Mohon tunggu...
Yoseph Tedi
Yoseph Tedi Mohon Tunggu... Freelancer - Mahasiswa

Mahasiswa Ilmu Politik UI

Selanjutnya

Tutup

Ruang Kelas

Australian Labor Party: Faksi Kiri dan Friksi

25 Oktober 2024   09:09 Diperbarui: 25 Oktober 2024   09:15 30
+
Laporkan Konten
Laporkan Akun
Kompasiana adalah platform blog. Konten ini menjadi tanggung jawab bloger dan tidak mewakili pandangan redaksi Kompas.
Lihat foto
Ruang Kelas. Sumber Ilustrasi: PAXELS

Berbicara mengenai Australian Labor Party (ALB), pada dasarnya tidak dapat dipisahkan dari latar belakangnya sebagai partai politik tertua di Australia, mengingat eksistensinya bisa ditelusuri sejak 1890-an. Sejarah ALB sendiri, merupakan perpaduan tradisi buruh radikal dan sosialis diantara kelompok-kelompok pekerja dan reformis kelas menengah di kota-kota besar Australia, juga kelompok-kelompok pekerja pedesaan serta petani (Smith, 1993). Latar belakang sejarah demikian, membuat ALP memiliki afiliasi yang sangat kuat dengan serikat pekerja, di mana partai ini selalu berupaya untuk mengakomodasi kepentingan-kepentingan pekerja di tingkat politik, dengan bersumber pada tiga aspek (Smith, 1993), yakni: Pertama, organisasi yang berakar pada ide-ide chartist, yang menekankan pada reformasi politik guna meningkatkan kontrol rakyat atas politik. Kedua, merupakan hal fundamental dan yang paling penting, yakni gerakan serikat buruh, di mana pengakomodasian kepentingan-kepentingan di tingkat politik diyakini dapat mewujudkan kondisi upah, jam kerja, dan perlindungan yang lebih baik bagi pekerja. Ketiga, value sosialis revolusioner yang menekankan perlunya aksi-aksi politik terorganisir dari kelompok pekerja maupun kelompok lain yang mewakilinya, agar kepentingan-kepentingan mereka akan kondisi kerja dan industri yang lebih baik dapat tercapai.
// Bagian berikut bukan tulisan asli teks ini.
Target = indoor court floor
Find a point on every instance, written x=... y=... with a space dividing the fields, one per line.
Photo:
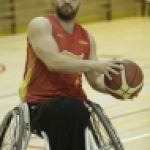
x=127 y=38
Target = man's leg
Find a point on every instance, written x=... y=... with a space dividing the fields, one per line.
x=64 y=120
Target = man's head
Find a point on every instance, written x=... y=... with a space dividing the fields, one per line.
x=67 y=9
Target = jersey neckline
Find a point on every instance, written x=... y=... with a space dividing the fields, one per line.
x=74 y=31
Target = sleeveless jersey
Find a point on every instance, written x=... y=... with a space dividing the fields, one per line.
x=39 y=83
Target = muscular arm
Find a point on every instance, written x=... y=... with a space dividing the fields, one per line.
x=95 y=80
x=46 y=48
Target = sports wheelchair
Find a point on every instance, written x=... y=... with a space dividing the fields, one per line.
x=100 y=135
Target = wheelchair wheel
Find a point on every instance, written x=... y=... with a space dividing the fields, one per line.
x=11 y=130
x=103 y=133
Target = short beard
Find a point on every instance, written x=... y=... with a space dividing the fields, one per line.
x=66 y=17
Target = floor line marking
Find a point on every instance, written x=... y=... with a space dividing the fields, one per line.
x=136 y=137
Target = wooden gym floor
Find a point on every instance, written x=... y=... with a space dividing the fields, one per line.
x=126 y=39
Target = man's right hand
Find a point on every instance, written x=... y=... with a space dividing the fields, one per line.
x=107 y=67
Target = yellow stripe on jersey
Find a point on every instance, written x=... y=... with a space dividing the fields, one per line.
x=23 y=87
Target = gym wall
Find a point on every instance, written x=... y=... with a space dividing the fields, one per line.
x=16 y=14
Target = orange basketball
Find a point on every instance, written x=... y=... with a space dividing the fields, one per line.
x=128 y=83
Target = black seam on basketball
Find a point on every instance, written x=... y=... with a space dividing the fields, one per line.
x=135 y=74
x=126 y=92
x=116 y=84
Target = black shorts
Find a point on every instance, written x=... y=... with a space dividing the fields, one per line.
x=63 y=119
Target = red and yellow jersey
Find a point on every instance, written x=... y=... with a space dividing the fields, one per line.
x=39 y=83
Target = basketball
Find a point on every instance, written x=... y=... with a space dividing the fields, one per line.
x=128 y=83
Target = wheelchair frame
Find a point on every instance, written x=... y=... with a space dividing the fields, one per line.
x=92 y=142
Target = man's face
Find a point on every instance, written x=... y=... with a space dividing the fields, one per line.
x=67 y=9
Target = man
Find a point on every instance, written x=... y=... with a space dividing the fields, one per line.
x=58 y=51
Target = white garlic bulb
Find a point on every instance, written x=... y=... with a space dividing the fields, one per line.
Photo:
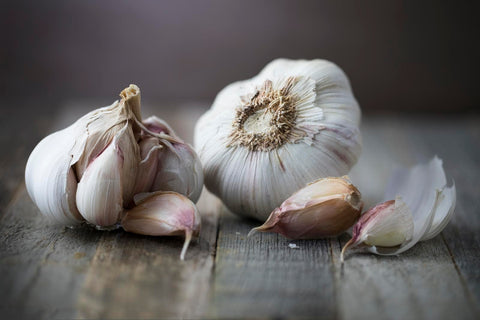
x=93 y=169
x=267 y=137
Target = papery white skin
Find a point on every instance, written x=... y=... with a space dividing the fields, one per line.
x=112 y=156
x=427 y=200
x=179 y=170
x=325 y=142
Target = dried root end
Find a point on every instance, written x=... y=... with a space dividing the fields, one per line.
x=188 y=238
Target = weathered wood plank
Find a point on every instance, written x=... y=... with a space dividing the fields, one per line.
x=52 y=272
x=457 y=141
x=20 y=129
x=420 y=283
x=133 y=276
x=262 y=277
x=42 y=265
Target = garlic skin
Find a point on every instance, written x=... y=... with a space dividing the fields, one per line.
x=324 y=208
x=267 y=137
x=422 y=208
x=92 y=170
x=153 y=215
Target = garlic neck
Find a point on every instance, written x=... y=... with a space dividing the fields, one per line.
x=265 y=121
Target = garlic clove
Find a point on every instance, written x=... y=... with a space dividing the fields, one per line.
x=389 y=224
x=50 y=180
x=163 y=214
x=105 y=185
x=422 y=191
x=179 y=170
x=147 y=169
x=157 y=125
x=324 y=208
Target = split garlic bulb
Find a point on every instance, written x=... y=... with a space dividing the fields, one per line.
x=93 y=169
x=267 y=137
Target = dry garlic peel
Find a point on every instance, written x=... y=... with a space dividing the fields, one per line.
x=423 y=207
x=163 y=214
x=267 y=137
x=93 y=169
x=324 y=208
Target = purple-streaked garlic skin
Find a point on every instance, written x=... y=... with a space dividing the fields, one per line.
x=179 y=170
x=92 y=170
x=164 y=214
x=324 y=208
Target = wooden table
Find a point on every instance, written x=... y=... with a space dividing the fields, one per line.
x=47 y=272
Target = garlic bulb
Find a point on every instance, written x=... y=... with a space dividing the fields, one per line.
x=324 y=208
x=422 y=208
x=267 y=137
x=93 y=169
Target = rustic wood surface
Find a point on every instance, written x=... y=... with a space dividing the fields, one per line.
x=48 y=272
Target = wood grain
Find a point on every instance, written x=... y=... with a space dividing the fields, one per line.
x=262 y=277
x=51 y=272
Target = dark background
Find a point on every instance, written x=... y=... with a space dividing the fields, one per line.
x=407 y=55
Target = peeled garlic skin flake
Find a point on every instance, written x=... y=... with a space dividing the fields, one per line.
x=267 y=137
x=422 y=208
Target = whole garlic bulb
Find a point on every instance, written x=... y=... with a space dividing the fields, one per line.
x=93 y=169
x=267 y=137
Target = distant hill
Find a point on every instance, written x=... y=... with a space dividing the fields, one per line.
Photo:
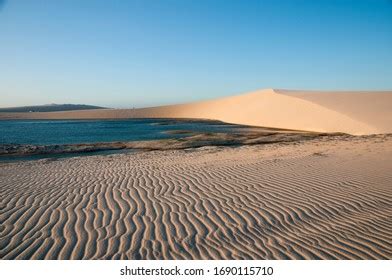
x=49 y=108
              Rasanya cukup untuk membahas mengenai core value dan tujuan dari ALP. Mengingat, tulisan ini pada dasarnya berupaya untuk mengupas hal yang lebih mendalam dan rasa-rasanya selalu ada dalam setiap partai politik, yakni perihal faksi dan friksi. Faksi sendiri dapat dipahami sebagai kelompok-kelompok dalam partai politik, yang menonjolkan diri dengan cara-cara oportunistis atau mendorong perpecahan dalam partai politik. Sementara itu, friksi dapat dipahami sebagai pergeseran yang menimbulkan perbedaan pendapat dan perpecahan. Dalam konteks ALP sendiri, hal yang cukup menarik untuk dibahas berkaitan dengan topik di atas adalah, perkembangan faksi kiri  New South Wales (NSW) dan friksi-friksi di dalamnya.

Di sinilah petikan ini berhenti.